Whatever the cause, it was very disturbing, and while I'm sure these men both thought they were "standing their ground," they looked ridiculous. And one of them wound up sitting in front of us. Hey, maybe there's a script here...

I met up with my other bud, Sal, who wants to make a movie based on a one-act play I did. Sal is so full of drive and positive energy he just about glows in the dark. I read a quote today that said "genius without hard work is worthless" and Sal is the living embodiment of these words.

You can shoot Ben-Hur in your head, but if you don't get up off your rear end and starting making contacts, shopping your idea around and even bugging people when they don't want to talk to you, you great idea will never leave your cranium.

Sal is out there non-stop, doing whatever he has to do to turn his dream into reality. A few hours with him, combined with Hank and, of course, the shrink, and I'm ready to jump back into the snake pit.

So, yeah, I do know why I bother: because it would bother me a hell of a lot more if I didn't bother, if I gave up and watched reality shows and crime dramas until they carted me off to the old age home. I'll work on other scripts and stories and whatever else and I'll keep going until I find the right combination to get my work out there.

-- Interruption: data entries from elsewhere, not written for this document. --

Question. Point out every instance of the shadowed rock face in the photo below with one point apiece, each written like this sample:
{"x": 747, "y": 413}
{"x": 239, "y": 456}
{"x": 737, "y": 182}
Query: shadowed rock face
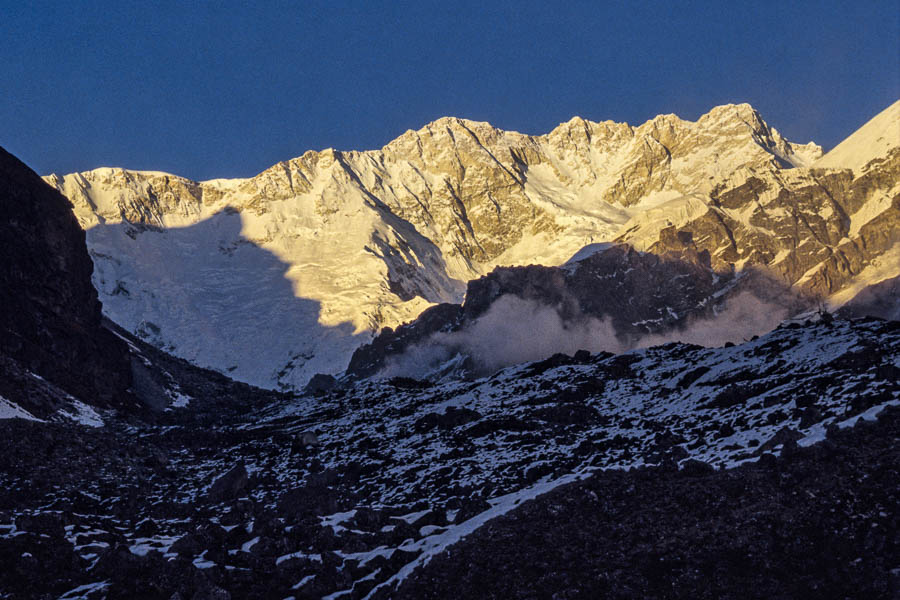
{"x": 50, "y": 317}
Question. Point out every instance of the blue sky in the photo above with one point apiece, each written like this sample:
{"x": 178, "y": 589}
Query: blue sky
{"x": 227, "y": 89}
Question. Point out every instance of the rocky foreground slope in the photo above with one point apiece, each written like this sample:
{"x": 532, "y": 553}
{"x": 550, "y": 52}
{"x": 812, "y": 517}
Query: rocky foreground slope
{"x": 208, "y": 502}
{"x": 278, "y": 277}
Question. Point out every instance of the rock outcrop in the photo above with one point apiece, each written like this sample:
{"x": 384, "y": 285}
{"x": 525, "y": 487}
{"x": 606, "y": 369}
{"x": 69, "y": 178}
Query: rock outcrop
{"x": 50, "y": 322}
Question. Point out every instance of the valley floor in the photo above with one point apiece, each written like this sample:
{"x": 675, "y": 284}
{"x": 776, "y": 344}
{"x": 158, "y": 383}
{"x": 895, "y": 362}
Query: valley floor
{"x": 767, "y": 469}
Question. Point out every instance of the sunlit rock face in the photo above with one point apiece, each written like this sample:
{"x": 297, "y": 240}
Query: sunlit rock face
{"x": 274, "y": 278}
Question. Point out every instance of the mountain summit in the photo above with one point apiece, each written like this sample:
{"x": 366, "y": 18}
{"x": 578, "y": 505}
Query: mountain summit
{"x": 277, "y": 277}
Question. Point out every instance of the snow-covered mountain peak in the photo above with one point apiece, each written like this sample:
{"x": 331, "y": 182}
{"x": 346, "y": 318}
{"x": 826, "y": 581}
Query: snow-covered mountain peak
{"x": 368, "y": 239}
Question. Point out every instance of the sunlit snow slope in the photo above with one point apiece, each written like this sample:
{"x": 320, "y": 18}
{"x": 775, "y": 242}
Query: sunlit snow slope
{"x": 274, "y": 278}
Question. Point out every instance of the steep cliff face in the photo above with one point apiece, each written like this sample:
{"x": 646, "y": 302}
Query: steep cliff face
{"x": 50, "y": 320}
{"x": 365, "y": 240}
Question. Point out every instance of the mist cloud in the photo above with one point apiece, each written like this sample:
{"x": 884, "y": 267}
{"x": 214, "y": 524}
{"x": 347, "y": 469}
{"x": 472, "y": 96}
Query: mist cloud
{"x": 515, "y": 330}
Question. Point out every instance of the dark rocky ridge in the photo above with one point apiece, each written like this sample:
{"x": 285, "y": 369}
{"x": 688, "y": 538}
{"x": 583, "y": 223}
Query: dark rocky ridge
{"x": 50, "y": 321}
{"x": 637, "y": 293}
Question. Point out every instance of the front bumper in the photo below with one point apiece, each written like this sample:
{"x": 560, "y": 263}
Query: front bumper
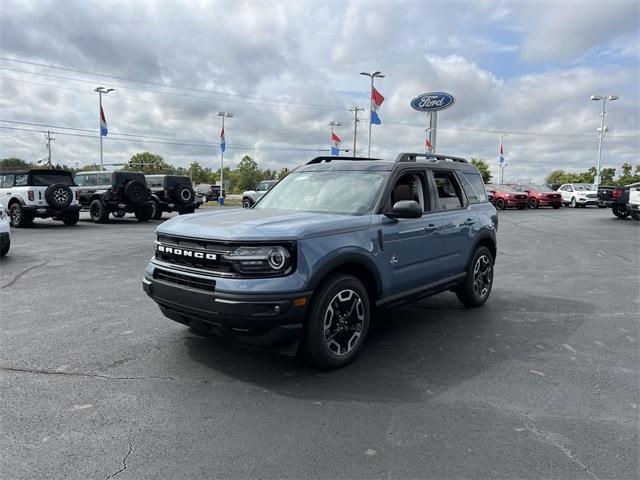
{"x": 258, "y": 319}
{"x": 47, "y": 211}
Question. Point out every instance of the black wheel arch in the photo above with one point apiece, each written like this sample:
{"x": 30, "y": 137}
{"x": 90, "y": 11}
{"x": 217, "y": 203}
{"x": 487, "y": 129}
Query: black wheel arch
{"x": 351, "y": 263}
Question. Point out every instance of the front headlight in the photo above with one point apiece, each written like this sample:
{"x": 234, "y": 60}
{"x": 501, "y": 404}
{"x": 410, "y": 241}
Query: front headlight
{"x": 260, "y": 260}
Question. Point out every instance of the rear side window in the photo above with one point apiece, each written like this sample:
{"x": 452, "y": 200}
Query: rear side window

And if that doesn't work, there's always sumo wrestling. Wonder how I'd look in one of those little diapers.

Comments

Rob K said…
Thanks, Peace, so much. I knew I could count on you. You always say the kindest things. I feel I don't deserve half of them, but you make me want to try to reach higher.

Maybe I should I pay you for therapy sessions!

Yeah, and I'm skipping the sumo business. Couldn't hanlde the weight gain.
Rob K said…
Pack my bags!!!
Unknown said…
When the going gets tough the tough get going, so move your ass. I'm talking to me and you. I live the same existence, the same mind set. I used to read blogs like Miss Snark and finally realized that she's actually an attention seeking literary agent that thinks her shit comes out in zip-lock baggies But it stinks to high heaven of a pious, pompos ass and I don't care if I never get published if I had to kiss her ass. A lot in this industry is apparently like that. But she only discouraged me to the point I was sitting back thinking what's the frigin' point when there's no point? Did that make sense. It doesn't matter what we do as long as we continue to have that drive, that edge that compels us to keep going cause it'll happen. It sure as hell beats sitting on the couch all involved in CSI or whatever. For me, my blog is my spot to practice writing, to jot memories and to step away from the rigors as in rigor mortis of life setting in or settling for.Keep an open mind and something will generate, I have faith and faith in you!xoxo
Rob K said…
Barbara, thanks so much for your support. I love the way you look at things, that mindset, that can keep you from going completely batty.

Take care of yourself and thanks again.